Their forward 2022 P/S is about 45 at current pricing. On the high end, but their price-to-book value at current pricing is actually directly in line with huge established companies like TSLA and NVDA. From a value perspective compared to those, NET is growing 50% YoY with no stop in sight - the CEO has repeatedly indicated they have ZERO intent on generating positive cash flow for the next several years because every penny is getting reinvested into growth opportunities. From that perspective, does P/S matter? I honestly don’t know because it’s entirely dependent on when growth caps out. Many people cannot understand exponential growth, but at 50% YoY if you give them to 2025 that’s an annual revenue of $3B. Just 3 years, and revenue topping $3B. Give them to 2030 and that’s >$15B in annual revenue. Even with a P/S of 15 at 2025 that point is a cap of $45B, or pps of ~$120. At 2030 that’s a cap of $225B, or pps of $620. I’d argue a P/S of 15 would be unreasonable for a company operating at 50% YoY growth into the billions in revenue, and thus todays prices in my view are a bargain if investing for long term and you believe their growth can sustain, which I do.
I’m not an expert on interest rates in terms of how significantly a rising rate environment can push down P/S ratios for growth companies, but it’s also not likely we see rates go insane - we are talking about a rise off of historic lows.

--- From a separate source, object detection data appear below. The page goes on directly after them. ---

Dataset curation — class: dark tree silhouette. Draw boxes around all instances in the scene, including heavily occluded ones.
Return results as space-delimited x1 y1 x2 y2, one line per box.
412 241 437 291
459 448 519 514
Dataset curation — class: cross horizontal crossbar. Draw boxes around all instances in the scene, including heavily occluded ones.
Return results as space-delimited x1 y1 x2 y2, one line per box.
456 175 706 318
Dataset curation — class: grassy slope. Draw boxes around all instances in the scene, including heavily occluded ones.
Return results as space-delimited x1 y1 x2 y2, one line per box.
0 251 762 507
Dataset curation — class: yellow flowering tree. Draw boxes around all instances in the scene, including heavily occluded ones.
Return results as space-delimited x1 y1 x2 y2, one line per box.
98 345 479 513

If you look to competitors like AKAM, they have about $3B in revenue, cap of $20B. Half the cap of NET, but triple the revenue. Looking closer, AKAM focuses exclusively on large customers and in fact they only have 50,000 of them. Revenue growth is consequently quite small. NET on the other hand has millions of free and paying users and growing at 70% YoY for large paying customers. This is where they have a “Facebook” model of growth that is anchored in network effects which I suggest googling to truly see what cloudflare is doing.
Network Effects are essentially what makes a platform sticky? Grow your user base through free users, use them to rapidly iterate and test new tech before deploying to paying customers, and offer everyone something that they simply cannot get elsewhere. If you amass such a following, you become essential to functioning. Think about it this way - one person with a fax machine makes fax machines useless, even if that fax machine company sold it for $10B, the product/service doesn’t have a strong utility. However, 100 people with an internal corporate landline can be efficient in communication with each other. Not as efficient as a country with 300M cell phones, and not as efficient still as 7B with internet access. Power in numbers, where every additional user not only receives benefit themselves, but the whole network benefits AND those not in the network are incrementally motivated to join that network. That’s how FB took off, and THAT is why cloudflare is valued so strongly compared to peers - currently, 80% of all websites that use a CDN use cloudflare. It’s no surprise that cybersecurity is becoming increasingly important and that pull to cloudflare should continue. This, in combination with the continual agile value-adds they provide that compete directly with players like AWS, cloudflare is a winner long term.
All that to say, I am holding, and buying with eyes on 2030.